Con la novedad de que la pandemia, que todo ha alterado, se le atravesó también al tema electoral en México, porque resulta que ya se acabó mayo y con ello la posibilidad de llevar a cabo reformas pendientes, porque la Constitución sólo permite aprobar modificaciones en esa materia hasta 90 días antes del inicio del siguiente proceso, que en este caso será en septiembre.

A nivel federal se quedó en el limbo la pretensión, muy controvertida por cierto, de permitir que diputados en funciones pudieran hacer campaña para reelegirse sin solicitar licencia. Ese dictamen impulsado por Morena y sus partidos satélites, el PT, PES y Verde, ya no avanzó y francamente huele a cadáver porque ya previamente la minuta había sido congelada en el Senado.

Donde también, para no variar, están sobre el filo de la navaja en cuanto al plazo para efectuar la serie de reformas electorales pendientes, que en su mayoría son muy importantes, es en el Congreso de Guerrero.
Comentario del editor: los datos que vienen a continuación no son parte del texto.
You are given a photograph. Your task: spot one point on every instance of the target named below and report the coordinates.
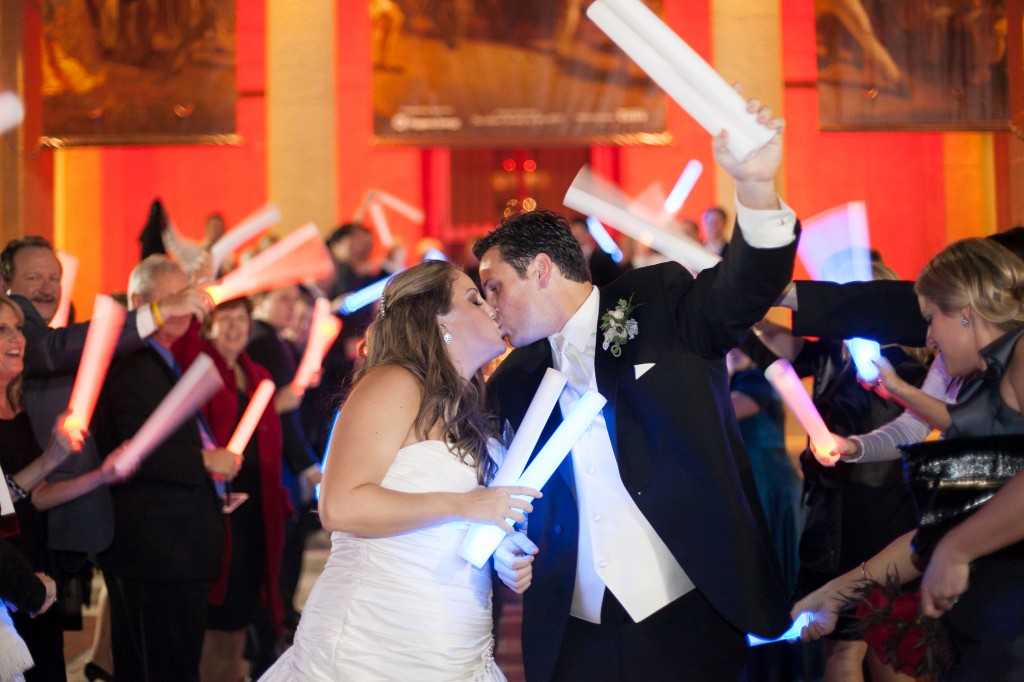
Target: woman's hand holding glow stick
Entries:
(324, 330)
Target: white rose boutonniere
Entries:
(619, 327)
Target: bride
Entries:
(401, 483)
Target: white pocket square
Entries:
(642, 369)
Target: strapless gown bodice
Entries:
(401, 607)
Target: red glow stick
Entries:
(250, 418)
(104, 328)
(323, 332)
(69, 270)
(299, 257)
(784, 379)
(184, 399)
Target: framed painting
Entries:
(147, 72)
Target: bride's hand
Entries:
(514, 561)
(497, 505)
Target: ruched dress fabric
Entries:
(400, 607)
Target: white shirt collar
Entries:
(581, 330)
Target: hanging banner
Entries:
(483, 74)
(137, 73)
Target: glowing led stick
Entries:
(805, 619)
(523, 442)
(591, 195)
(681, 72)
(250, 418)
(324, 329)
(363, 297)
(251, 226)
(603, 239)
(11, 112)
(684, 185)
(784, 379)
(864, 352)
(104, 328)
(540, 470)
(189, 393)
(69, 270)
(380, 224)
(298, 257)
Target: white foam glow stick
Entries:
(252, 225)
(380, 224)
(784, 379)
(6, 504)
(324, 329)
(540, 470)
(864, 352)
(522, 445)
(684, 185)
(11, 112)
(591, 195)
(805, 619)
(299, 257)
(69, 270)
(100, 339)
(250, 418)
(681, 72)
(189, 393)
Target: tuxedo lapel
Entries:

Esto no extraña, porque los desacuerdos, confrontaciones, enfrentamientos y ausencia de consensos y de voluntad para alcanzarlos, han sido la tónica de esta 62 Legislatura.

En muchas ocasiones ese ambiente de constante pleito y diferendo ha sido originado por la propia fracción mayoritaria que integran los diputados de Morena, quienes muy rara vez han sido capaces de ponerse de acuerdo entre ellos para sacar adelante algún tema sin que terminen raspados. Esto no debe extrañar cuando existen obviamente dos grupos en disputa en el interior de la fracción.
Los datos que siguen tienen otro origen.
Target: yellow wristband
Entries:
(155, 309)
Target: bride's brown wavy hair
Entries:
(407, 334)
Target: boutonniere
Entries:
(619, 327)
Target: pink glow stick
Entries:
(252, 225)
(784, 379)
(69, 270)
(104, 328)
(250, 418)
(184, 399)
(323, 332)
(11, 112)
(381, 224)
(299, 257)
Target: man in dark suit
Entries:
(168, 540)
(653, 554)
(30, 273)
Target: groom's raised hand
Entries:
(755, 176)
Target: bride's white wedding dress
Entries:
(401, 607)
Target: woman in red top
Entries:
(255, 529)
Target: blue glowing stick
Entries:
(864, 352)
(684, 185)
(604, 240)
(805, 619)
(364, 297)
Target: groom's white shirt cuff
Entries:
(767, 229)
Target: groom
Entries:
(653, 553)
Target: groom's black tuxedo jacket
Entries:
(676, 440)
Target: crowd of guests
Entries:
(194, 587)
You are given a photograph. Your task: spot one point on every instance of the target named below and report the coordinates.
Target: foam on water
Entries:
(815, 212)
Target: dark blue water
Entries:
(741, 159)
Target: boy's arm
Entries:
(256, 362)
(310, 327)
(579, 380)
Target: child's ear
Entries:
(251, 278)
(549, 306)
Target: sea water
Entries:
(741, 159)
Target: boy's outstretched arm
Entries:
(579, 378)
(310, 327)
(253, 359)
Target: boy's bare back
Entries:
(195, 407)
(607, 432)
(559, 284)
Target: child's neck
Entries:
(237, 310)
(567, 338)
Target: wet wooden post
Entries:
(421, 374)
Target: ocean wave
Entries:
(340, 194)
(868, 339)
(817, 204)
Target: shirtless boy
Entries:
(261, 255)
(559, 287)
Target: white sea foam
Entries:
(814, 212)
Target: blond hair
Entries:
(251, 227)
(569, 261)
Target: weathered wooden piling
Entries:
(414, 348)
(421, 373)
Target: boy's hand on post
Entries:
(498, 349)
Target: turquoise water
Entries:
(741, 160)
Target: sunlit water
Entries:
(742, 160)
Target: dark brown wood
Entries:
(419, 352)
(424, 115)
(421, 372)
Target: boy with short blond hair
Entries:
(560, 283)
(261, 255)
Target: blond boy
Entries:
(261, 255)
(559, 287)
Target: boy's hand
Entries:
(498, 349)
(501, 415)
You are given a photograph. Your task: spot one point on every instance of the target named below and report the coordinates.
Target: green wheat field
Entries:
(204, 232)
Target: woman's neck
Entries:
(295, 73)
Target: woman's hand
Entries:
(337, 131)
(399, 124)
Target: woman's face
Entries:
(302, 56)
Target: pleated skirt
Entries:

Esta semana será decisiva para reformas tan importantes como la violencia política en razón de género y la paridad tanto en la integración de la próxima legislatura, como los cabildos municipales, así como otros temas electorales muy trascendentes, que son del interés de unos sí y otros no, como siempre, pero que es urgente desahogar.

Si los diputados locales no son capaces de consensar esta semana para que, una vez aprobadas, las reformas se publiquen en el Periódico Oficial del Estado, pues adiós, chao, bye. Algunos temas deberán ser resueltos por el IEPC y el Tribunal Electoral del Estado y otros quedarán para la próxima. Ni modo.